Sydney Lea

Sicily, 1992
August 25, 2024 Lea Sydney

Sicily, 1992

 

Etna’s lava shone against the gloom,
putting near lightning to shame.
I caught a new scent that was somehow reminiscent
of my uncle’s Guernsey barn.
Maybe, I thought, I’m the one it comes from.
Everybody’s tainted.
Humility’s never a failing. I looked to the mountain.

 

I don’t mean to hide
a thing from anyone. But hard as I try,
some secrets can’t be divulged,
not accurately; they’re inarticulable.
I didn’t have a lot
of cruelties to atone for. Or I didn’t think so.
Yet something had launched these thoughts:

 

maybe the lizard basking on a limestone post
that morning, its pipping throat
the very emblem of innocence– and exposure.
Don’t ask me why in that moment
I inexplicably felt on the verge of weeping.
Then I noticed a great brown kite
that, while it secreted its merciless, gruesome talons,

 

kept up a graceful, seemingly languid wheeling.
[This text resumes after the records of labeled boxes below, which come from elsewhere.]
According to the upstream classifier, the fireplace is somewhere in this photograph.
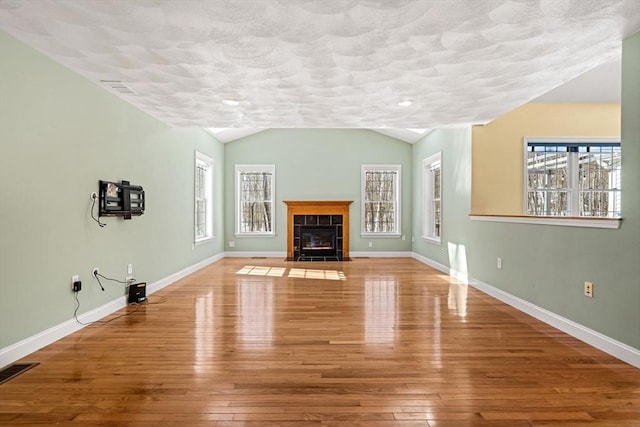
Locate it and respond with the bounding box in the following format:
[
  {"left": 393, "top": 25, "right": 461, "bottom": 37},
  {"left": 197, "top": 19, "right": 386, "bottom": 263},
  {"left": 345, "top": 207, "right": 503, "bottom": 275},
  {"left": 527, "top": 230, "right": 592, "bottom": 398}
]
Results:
[
  {"left": 285, "top": 200, "right": 352, "bottom": 261},
  {"left": 300, "top": 226, "right": 336, "bottom": 258},
  {"left": 293, "top": 215, "right": 344, "bottom": 261}
]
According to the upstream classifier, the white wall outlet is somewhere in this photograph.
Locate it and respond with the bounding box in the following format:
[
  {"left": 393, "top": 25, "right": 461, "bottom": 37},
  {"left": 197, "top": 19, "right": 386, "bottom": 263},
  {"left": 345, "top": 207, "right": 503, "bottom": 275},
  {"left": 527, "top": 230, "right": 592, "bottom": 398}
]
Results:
[{"left": 584, "top": 282, "right": 593, "bottom": 298}]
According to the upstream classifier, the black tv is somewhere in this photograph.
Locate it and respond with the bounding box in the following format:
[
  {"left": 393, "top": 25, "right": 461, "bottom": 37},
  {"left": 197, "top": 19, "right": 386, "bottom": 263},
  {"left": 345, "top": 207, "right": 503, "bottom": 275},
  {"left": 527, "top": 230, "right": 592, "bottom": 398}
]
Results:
[{"left": 98, "top": 180, "right": 144, "bottom": 219}]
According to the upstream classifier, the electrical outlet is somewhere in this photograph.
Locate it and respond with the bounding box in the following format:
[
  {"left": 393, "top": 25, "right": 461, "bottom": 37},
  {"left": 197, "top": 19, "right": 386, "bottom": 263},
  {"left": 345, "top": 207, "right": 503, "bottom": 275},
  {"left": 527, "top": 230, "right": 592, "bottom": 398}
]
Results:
[
  {"left": 584, "top": 282, "right": 593, "bottom": 298},
  {"left": 71, "top": 274, "right": 82, "bottom": 292}
]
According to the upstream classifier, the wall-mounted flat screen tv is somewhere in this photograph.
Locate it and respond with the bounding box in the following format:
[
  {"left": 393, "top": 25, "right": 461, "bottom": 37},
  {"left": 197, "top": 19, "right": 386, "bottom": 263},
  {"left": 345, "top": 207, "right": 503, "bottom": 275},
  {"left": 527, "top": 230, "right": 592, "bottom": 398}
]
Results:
[{"left": 98, "top": 180, "right": 144, "bottom": 219}]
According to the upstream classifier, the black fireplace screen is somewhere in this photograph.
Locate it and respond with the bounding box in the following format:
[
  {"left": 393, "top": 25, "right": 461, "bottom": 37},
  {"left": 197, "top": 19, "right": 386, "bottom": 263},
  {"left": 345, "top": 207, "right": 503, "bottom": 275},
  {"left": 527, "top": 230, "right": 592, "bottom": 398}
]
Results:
[{"left": 293, "top": 215, "right": 343, "bottom": 261}]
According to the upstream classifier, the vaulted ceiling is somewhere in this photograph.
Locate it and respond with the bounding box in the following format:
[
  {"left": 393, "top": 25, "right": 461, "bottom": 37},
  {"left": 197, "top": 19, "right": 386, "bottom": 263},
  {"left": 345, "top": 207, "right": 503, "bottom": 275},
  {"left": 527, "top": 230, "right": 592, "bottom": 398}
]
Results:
[{"left": 0, "top": 0, "right": 640, "bottom": 145}]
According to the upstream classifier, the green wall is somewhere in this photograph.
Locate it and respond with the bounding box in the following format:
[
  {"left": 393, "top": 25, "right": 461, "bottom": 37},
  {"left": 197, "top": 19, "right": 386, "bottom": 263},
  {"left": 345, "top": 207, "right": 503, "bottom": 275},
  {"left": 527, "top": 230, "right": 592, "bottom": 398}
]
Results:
[
  {"left": 225, "top": 129, "right": 412, "bottom": 253},
  {"left": 413, "top": 34, "right": 640, "bottom": 349},
  {"left": 0, "top": 32, "right": 224, "bottom": 349}
]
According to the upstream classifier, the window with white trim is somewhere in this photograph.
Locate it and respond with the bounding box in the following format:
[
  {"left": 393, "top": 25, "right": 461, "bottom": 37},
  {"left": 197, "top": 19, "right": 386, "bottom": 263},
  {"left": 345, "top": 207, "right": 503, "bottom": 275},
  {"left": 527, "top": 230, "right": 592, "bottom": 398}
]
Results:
[
  {"left": 422, "top": 152, "right": 442, "bottom": 242},
  {"left": 524, "top": 139, "right": 622, "bottom": 218},
  {"left": 194, "top": 151, "right": 213, "bottom": 243},
  {"left": 362, "top": 165, "right": 400, "bottom": 236},
  {"left": 236, "top": 165, "right": 276, "bottom": 236}
]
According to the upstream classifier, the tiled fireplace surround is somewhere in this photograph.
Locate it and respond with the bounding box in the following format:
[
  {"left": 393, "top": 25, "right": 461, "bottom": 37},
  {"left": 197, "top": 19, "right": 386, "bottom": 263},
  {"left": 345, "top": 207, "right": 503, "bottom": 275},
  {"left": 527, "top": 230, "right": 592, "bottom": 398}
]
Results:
[{"left": 284, "top": 200, "right": 353, "bottom": 261}]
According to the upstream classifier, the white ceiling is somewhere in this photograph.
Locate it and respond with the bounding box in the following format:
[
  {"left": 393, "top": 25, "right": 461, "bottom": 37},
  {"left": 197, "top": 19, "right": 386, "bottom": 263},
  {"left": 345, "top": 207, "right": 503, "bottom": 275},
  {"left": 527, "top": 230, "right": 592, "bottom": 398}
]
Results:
[{"left": 0, "top": 0, "right": 640, "bottom": 141}]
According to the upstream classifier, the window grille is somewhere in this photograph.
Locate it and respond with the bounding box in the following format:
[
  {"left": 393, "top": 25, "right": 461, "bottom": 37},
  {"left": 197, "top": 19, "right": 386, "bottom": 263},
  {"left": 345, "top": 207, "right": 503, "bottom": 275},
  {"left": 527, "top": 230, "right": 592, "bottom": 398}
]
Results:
[
  {"left": 526, "top": 142, "right": 622, "bottom": 218},
  {"left": 194, "top": 151, "right": 213, "bottom": 242},
  {"left": 236, "top": 166, "right": 274, "bottom": 234},
  {"left": 363, "top": 166, "right": 400, "bottom": 233}
]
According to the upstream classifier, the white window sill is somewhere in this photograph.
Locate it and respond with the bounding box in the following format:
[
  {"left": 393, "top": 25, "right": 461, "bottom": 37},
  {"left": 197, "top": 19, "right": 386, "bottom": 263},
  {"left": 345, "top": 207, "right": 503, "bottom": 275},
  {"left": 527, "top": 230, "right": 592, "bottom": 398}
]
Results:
[
  {"left": 193, "top": 236, "right": 215, "bottom": 246},
  {"left": 360, "top": 233, "right": 402, "bottom": 239},
  {"left": 235, "top": 233, "right": 277, "bottom": 237},
  {"left": 422, "top": 236, "right": 442, "bottom": 245},
  {"left": 469, "top": 214, "right": 622, "bottom": 229}
]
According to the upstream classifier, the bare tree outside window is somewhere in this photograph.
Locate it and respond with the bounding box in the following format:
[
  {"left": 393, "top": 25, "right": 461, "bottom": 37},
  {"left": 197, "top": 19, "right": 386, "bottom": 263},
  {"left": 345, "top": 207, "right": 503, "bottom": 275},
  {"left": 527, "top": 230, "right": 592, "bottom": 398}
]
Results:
[
  {"left": 526, "top": 142, "right": 622, "bottom": 218},
  {"left": 363, "top": 166, "right": 400, "bottom": 233},
  {"left": 236, "top": 165, "right": 274, "bottom": 234}
]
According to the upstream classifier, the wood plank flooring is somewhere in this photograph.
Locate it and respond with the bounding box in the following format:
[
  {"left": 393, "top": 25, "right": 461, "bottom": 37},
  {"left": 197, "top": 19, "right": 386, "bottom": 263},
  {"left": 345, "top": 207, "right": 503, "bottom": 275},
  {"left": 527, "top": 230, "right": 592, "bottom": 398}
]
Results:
[{"left": 0, "top": 258, "right": 640, "bottom": 427}]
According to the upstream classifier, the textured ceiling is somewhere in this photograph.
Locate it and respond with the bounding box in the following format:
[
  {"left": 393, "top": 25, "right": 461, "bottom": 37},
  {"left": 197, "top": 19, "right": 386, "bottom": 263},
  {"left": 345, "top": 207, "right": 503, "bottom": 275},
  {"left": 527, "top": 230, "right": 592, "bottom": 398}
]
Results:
[{"left": 0, "top": 0, "right": 640, "bottom": 139}]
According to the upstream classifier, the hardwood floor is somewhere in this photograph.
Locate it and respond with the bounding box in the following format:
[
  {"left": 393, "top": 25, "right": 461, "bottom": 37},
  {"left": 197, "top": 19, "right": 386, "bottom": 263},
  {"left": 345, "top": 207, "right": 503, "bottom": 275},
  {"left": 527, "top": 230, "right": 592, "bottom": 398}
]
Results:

A former Pulitzer finalist in poetry, Sydney Lea served as founding editor of New England Review and was Vermont’s Poet Laureate from 2011 to 2015.  In 2021, he was presented with his home state’s highest distinction of its kind, The Governor’s Award for Excellence in the Arts. He has published twenty-four books: two novels, six volumes of personal and three of critical essays, and sixteen poetry collections, most recently What Shines (2023) His latest book of personal essays is Such Dancing as We Can (2024). His second novel, Now Look, was published last month.